The French-German plan is based on September’s failed cease-fire, but with more details on timing, according to a senior U.S. State Department official.
Sanctions
In a related development, the European Union decided Monday to delay imposing sanctions on additional Ukrainian separatists and Russians to await the outcome of Wednesday’s four-nation summit.
French Foreign Minister Laurent Fabius said the EU had agreed on the sanctions, which include asset freezes and travel bans against 19 people, including five Russians, and also target nine organizations, but that a decision to apply them would depend on the situation “on the ground.”
Also Monday, a Ukrainian military spokesman said 1,500 Russian troops and 300 pieces of military equipment, including Grad missile systems, entered Ukraine from Russia over the past three days.
The Kremlin has repeatedly denied providing direct support to separatists in the Russian-speaking east and insists that Russian troops fighting alongside rebels are doing so as volunteers.
However, on Tuesday, hundreds of Russian troops started military exercises in southern Russia near the border with Ukraine, in a show of strength before a summit on the Ukraine crisis in the Belarussian capital Minsk, Reuters reported.
News agencies quoted military officials as saying that about 2,000 Russian reconnaissance troops had started large-scale exercises in the southern military district.
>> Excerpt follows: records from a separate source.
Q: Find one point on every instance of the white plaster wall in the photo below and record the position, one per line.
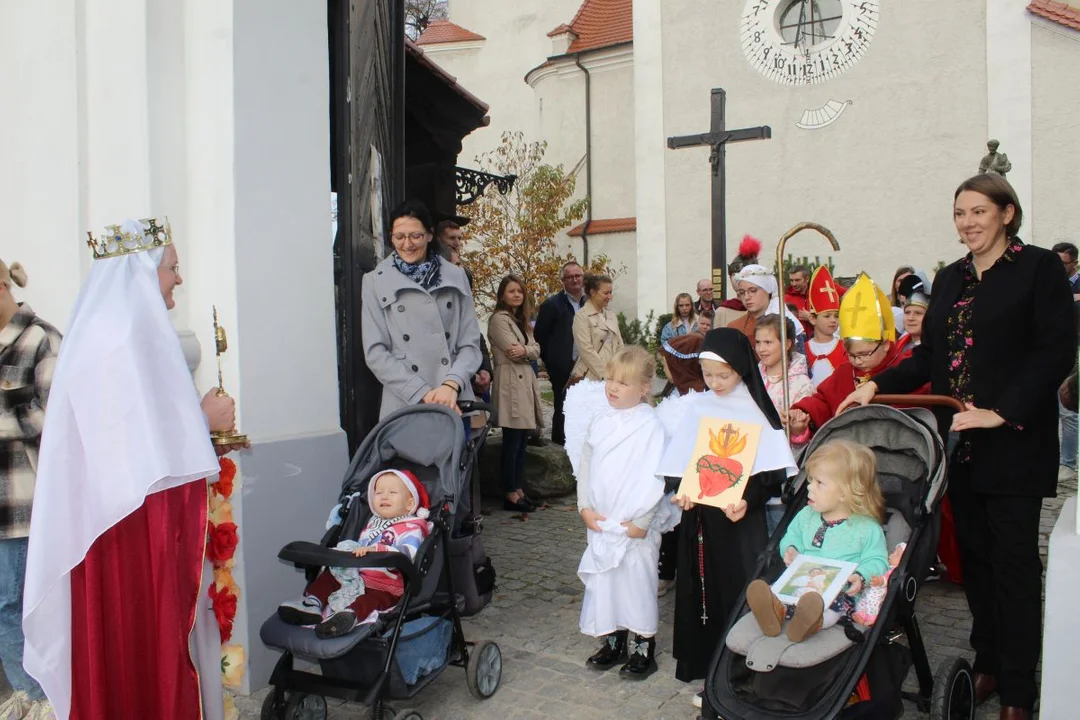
(284, 265)
(1055, 125)
(612, 100)
(43, 227)
(621, 247)
(881, 177)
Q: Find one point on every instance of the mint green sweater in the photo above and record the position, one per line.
(859, 539)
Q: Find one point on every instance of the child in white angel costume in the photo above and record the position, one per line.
(615, 443)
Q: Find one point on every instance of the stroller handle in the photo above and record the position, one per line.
(475, 406)
(921, 401)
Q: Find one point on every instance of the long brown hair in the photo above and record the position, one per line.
(523, 312)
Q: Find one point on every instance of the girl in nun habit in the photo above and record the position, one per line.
(718, 548)
(619, 496)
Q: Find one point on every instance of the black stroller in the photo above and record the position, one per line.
(854, 671)
(408, 647)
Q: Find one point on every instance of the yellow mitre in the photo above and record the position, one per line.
(865, 313)
(130, 236)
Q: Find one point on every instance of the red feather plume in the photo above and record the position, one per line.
(750, 246)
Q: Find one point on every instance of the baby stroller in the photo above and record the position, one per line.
(409, 646)
(850, 670)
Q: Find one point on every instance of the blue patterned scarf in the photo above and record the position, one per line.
(428, 273)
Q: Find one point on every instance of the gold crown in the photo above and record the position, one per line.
(130, 236)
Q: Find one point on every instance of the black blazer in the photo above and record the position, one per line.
(1023, 321)
(554, 331)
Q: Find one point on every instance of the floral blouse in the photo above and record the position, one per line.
(960, 337)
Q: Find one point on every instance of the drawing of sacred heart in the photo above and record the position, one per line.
(721, 462)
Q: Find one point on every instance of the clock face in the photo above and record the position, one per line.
(806, 42)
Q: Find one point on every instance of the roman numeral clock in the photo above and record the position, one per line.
(807, 42)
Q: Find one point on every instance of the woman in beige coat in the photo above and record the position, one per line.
(515, 389)
(595, 330)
Separately, more than 600 soldiers had started training in the southern Crimea peninsula, and in Kamchatka, in Russia’s east, 2,500 soldiers of the Pacific Fleet and joint forces were checked for military readiness.
Ukraine general dismissed
Meawhile, Ukraine’s parliament voted on Tuesday to approve President Petro Poroshenko’s proposal to dismiss General Prosecutor Vitaliy Yarema.
Deputies, activists and the country’s Western backers have regularly accused the prosecutor’s office of failing to tackle corruption and roll out reforms.
Also, a Ukrainian official said one civilian was killed and six were wounded in a rocket attack on Kramatorsk, in eastern Ukrainian, a town well behind the front lines.
Donetsk regional police chief Vyacheslav Abroskin said in a statement on Tuesday that Kramatorsk, which is more than 50 kilometers (30 miles) away from the nearest fighting, had come under shelling.
Some material for this report came from Reuters, AFP and AP.